July 21, 2023
Disclosures Under FASB’s New Standards on Reverse Factoring Programs
Supply chain financing has been a disclosure hot topic for a while now. In late 2022, FASB issued new standards that require qualitative and quantitative disclosure about reverse factoring arrangements and updated quarterly disclosure of a company’s outstanding balance of obligations. With one exception, the new standards were effective for fiscal years ending after December 15, 2022, including the interim quarterly periods, and apply retrospectively to each period in which a balance sheet is presented.
This alert from Morgan Lewis discusses findings from new disclosures under these standards, and it sounds like they run the gamut:
Several companies have disclosed their reverse factoring arrangements since the standards went into effect.

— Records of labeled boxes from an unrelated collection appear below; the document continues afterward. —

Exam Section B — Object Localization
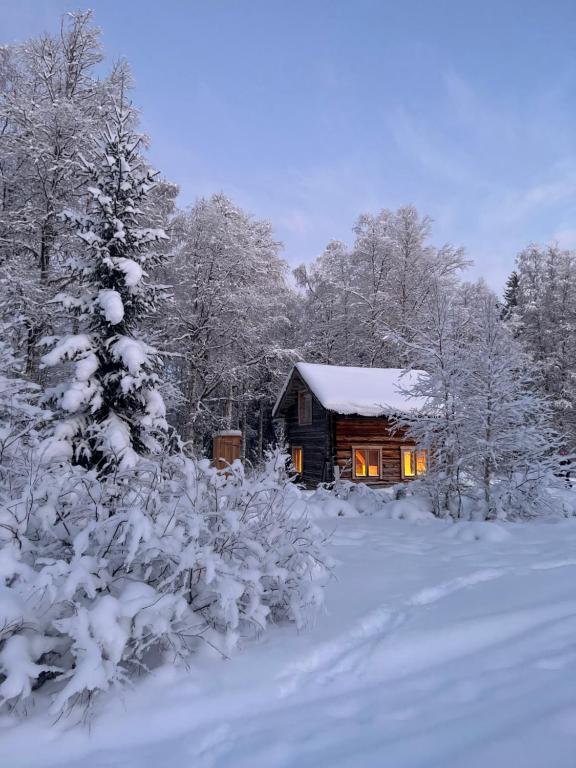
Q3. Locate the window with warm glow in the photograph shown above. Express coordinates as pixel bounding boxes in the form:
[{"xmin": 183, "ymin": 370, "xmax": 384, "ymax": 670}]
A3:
[
  {"xmin": 401, "ymin": 448, "xmax": 428, "ymax": 480},
  {"xmin": 292, "ymin": 448, "xmax": 304, "ymax": 475},
  {"xmin": 298, "ymin": 392, "xmax": 312, "ymax": 424},
  {"xmin": 352, "ymin": 448, "xmax": 380, "ymax": 478}
]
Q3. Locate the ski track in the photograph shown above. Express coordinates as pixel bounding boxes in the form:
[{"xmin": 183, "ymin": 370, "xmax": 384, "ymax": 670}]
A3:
[{"xmin": 0, "ymin": 519, "xmax": 576, "ymax": 768}]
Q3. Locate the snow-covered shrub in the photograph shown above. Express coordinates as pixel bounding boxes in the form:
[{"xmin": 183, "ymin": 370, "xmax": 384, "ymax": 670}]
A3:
[{"xmin": 0, "ymin": 444, "xmax": 327, "ymax": 712}]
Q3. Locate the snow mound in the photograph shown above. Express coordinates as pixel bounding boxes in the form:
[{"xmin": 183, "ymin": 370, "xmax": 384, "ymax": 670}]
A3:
[
  {"xmin": 384, "ymin": 496, "xmax": 436, "ymax": 523},
  {"xmin": 446, "ymin": 521, "xmax": 512, "ymax": 544}
]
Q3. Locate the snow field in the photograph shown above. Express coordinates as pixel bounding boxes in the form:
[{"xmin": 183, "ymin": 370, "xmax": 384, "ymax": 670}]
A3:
[{"xmin": 0, "ymin": 505, "xmax": 576, "ymax": 768}]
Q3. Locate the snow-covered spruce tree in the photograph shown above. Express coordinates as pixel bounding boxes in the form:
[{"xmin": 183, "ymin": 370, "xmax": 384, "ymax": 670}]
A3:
[
  {"xmin": 404, "ymin": 284, "xmax": 560, "ymax": 518},
  {"xmin": 43, "ymin": 106, "xmax": 167, "ymax": 475},
  {"xmin": 462, "ymin": 286, "xmax": 560, "ymax": 518}
]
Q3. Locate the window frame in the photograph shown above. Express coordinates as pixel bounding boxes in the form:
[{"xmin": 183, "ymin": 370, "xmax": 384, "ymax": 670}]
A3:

Among the disclosing companies, some report reverse factoring programs that constitute a majority of their total money due to suppliers, whereas some report these programs as a small percentage of their overall accounts payable.

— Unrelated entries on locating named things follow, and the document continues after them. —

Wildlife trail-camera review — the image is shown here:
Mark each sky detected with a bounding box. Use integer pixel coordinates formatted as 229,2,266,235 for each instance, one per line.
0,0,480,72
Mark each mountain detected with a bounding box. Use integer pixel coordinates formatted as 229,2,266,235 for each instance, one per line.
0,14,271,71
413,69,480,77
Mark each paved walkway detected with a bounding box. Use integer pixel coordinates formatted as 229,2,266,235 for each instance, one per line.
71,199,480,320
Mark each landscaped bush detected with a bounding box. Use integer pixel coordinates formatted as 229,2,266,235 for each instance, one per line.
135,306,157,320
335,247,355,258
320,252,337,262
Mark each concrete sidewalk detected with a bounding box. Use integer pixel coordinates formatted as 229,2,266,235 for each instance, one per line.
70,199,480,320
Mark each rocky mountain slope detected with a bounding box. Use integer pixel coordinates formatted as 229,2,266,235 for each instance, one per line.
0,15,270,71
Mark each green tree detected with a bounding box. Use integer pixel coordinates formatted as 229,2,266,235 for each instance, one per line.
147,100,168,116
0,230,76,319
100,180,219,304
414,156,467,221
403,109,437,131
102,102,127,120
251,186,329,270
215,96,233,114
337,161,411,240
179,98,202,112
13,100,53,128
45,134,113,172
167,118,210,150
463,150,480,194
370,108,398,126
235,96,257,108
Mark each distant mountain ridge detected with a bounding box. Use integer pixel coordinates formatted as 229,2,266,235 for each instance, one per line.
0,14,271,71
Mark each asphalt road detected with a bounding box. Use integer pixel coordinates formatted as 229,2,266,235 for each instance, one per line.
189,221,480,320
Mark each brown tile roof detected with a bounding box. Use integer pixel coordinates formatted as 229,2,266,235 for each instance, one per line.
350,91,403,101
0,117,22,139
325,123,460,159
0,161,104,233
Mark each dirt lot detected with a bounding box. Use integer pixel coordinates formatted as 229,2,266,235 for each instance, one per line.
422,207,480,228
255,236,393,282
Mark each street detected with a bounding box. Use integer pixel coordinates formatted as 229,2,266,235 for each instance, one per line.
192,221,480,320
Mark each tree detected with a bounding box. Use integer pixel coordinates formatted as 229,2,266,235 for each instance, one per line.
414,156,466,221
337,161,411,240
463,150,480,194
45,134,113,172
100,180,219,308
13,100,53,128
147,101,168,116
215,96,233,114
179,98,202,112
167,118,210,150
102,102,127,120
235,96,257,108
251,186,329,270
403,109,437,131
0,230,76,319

Companies also differ in how much information they disclose about these programs—some companies report the existence of supplier finance programs in their periodic reports along with the related financial metrics, while some others have only disclosed that they have these arrangements and that the outstanding payment obligations under them are not material to the company’s financial statements.
In light of the diverse approaches both in the use of supply chain financing and in related disclosure, companies need to be thoughtful about their disclosure approach. Here’s more from the alert:
Per FASB, an entity can determine the level of disclosure necessary to enhance transparency of their use of reverse factoring programs—for example, a company can aggregate its disclosures if it uses more than one reverse factoring program so long as such programs do not have substantially different characteristics.

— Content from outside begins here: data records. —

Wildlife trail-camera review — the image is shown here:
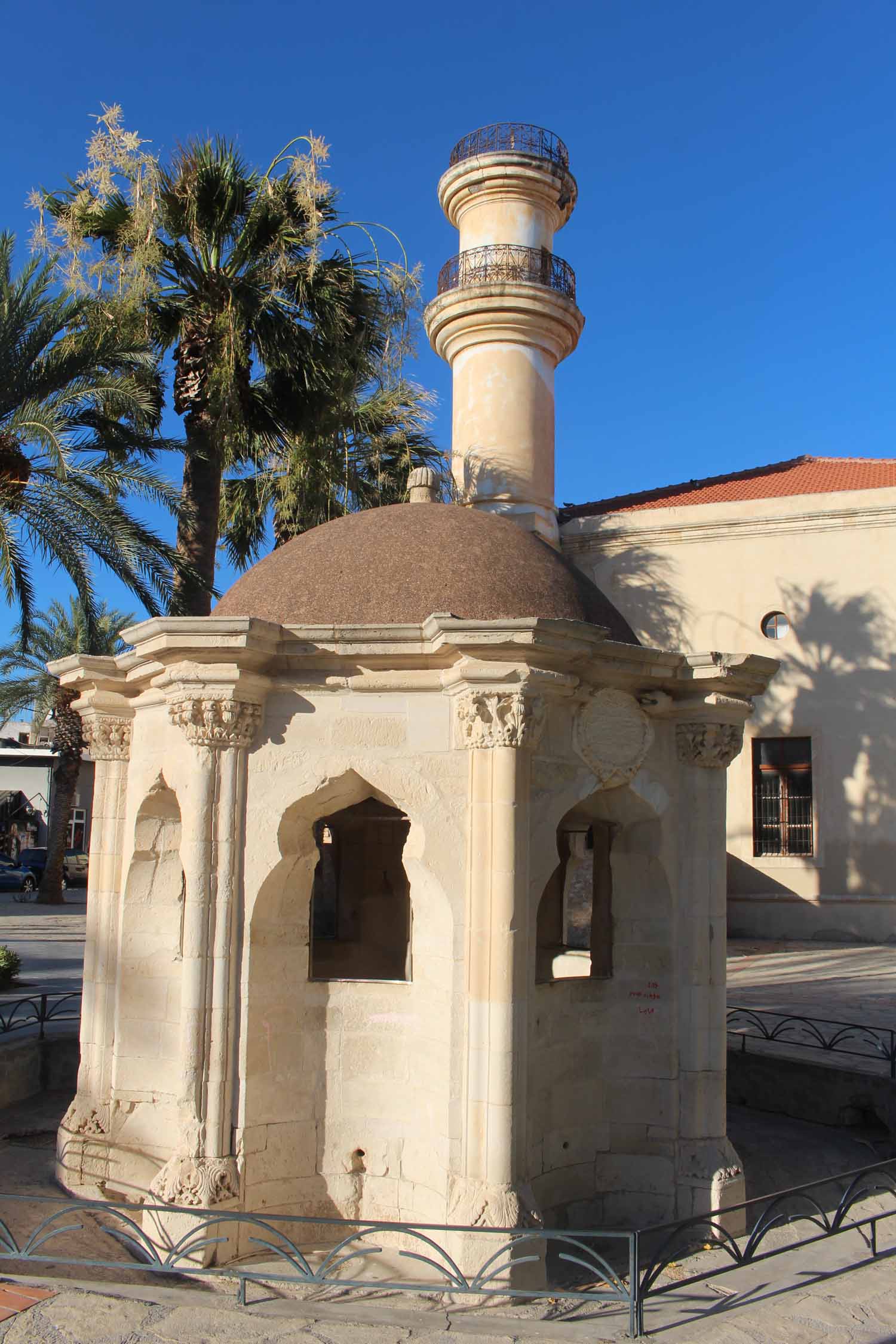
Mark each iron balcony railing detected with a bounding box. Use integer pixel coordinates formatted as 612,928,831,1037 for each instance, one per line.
450,121,570,168
727,1007,896,1078
438,243,575,302
0,990,81,1041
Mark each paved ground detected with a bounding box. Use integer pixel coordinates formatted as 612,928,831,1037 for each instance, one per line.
0,909,896,1027
728,938,896,1027
0,887,87,1001
0,1096,896,1344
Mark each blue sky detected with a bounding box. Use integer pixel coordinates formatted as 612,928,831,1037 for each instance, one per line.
0,0,896,637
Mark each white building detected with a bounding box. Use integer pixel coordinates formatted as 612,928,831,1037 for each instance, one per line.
0,720,94,858
560,457,896,941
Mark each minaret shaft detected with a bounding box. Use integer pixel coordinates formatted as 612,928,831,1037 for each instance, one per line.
425,125,584,546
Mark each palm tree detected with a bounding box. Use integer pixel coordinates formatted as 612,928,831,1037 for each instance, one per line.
222,371,444,569
0,232,189,645
39,122,422,616
0,598,134,904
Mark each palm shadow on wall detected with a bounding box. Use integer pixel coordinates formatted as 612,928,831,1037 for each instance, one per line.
755,584,896,895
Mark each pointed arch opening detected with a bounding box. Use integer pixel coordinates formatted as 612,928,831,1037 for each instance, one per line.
309,797,411,980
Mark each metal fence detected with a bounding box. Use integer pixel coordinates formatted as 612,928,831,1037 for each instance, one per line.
634,1159,896,1336
0,1159,896,1337
437,243,575,302
449,121,570,168
727,1007,896,1078
0,990,81,1041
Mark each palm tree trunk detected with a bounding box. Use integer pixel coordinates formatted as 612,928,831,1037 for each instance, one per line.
38,688,85,906
171,413,223,616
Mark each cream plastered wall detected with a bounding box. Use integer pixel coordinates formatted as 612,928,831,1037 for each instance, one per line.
563,489,896,938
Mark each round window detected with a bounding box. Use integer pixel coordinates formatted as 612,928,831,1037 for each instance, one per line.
762,612,790,640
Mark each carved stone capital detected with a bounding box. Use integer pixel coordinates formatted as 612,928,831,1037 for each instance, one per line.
149,1157,239,1208
81,714,131,761
572,687,653,789
457,691,545,747
676,723,744,770
59,1097,110,1139
168,695,262,747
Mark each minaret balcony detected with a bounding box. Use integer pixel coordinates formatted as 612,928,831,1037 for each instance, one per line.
437,246,575,302
449,121,570,172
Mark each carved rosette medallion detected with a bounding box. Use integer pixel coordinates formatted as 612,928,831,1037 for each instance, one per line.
149,1157,239,1208
676,723,744,770
572,687,653,789
168,695,262,747
81,714,131,761
457,691,545,747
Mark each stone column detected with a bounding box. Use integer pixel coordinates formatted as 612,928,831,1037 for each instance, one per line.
60,708,133,1156
676,719,745,1231
151,691,262,1204
449,689,544,1231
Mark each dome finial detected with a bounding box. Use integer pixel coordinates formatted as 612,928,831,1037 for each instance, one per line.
407,467,439,504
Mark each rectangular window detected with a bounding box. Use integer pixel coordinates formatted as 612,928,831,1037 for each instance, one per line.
69,808,87,849
752,738,814,858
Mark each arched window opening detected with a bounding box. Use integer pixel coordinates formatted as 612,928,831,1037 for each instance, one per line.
310,799,411,980
536,821,614,980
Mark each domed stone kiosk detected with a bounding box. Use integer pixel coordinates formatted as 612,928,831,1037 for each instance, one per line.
55,128,775,1254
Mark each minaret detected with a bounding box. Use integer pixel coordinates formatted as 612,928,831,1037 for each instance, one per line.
423,122,584,546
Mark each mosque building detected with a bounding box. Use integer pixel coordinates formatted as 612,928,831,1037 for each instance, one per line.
56,124,777,1248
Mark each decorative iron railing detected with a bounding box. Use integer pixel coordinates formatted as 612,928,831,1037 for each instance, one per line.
727,1007,896,1078
438,243,575,302
0,990,81,1041
449,121,570,168
0,1193,638,1333
0,1159,896,1337
634,1159,896,1337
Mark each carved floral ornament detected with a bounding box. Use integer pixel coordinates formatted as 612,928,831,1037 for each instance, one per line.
81,714,130,761
168,695,262,747
457,691,545,747
572,687,653,789
60,1097,110,1139
149,1157,239,1208
676,723,743,770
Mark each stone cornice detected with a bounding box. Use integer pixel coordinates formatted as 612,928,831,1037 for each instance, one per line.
438,149,578,232
49,613,778,718
423,281,584,363
560,496,896,555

Disclosure should support the goal of allowing a user of a company’s financial statement to understand the nature and magnitude of a company’s reverse factoring programs, including activity during the period and changes from one period to the next.
Companies with supply chain financing should think about reverse factoring programs more carefully and holistically, alongside their other debt financing arrangements. As supply chain financing continues to receive more attention from investors, accountants, and regulators, companies should include the programs in their normal reporting and treasury processes.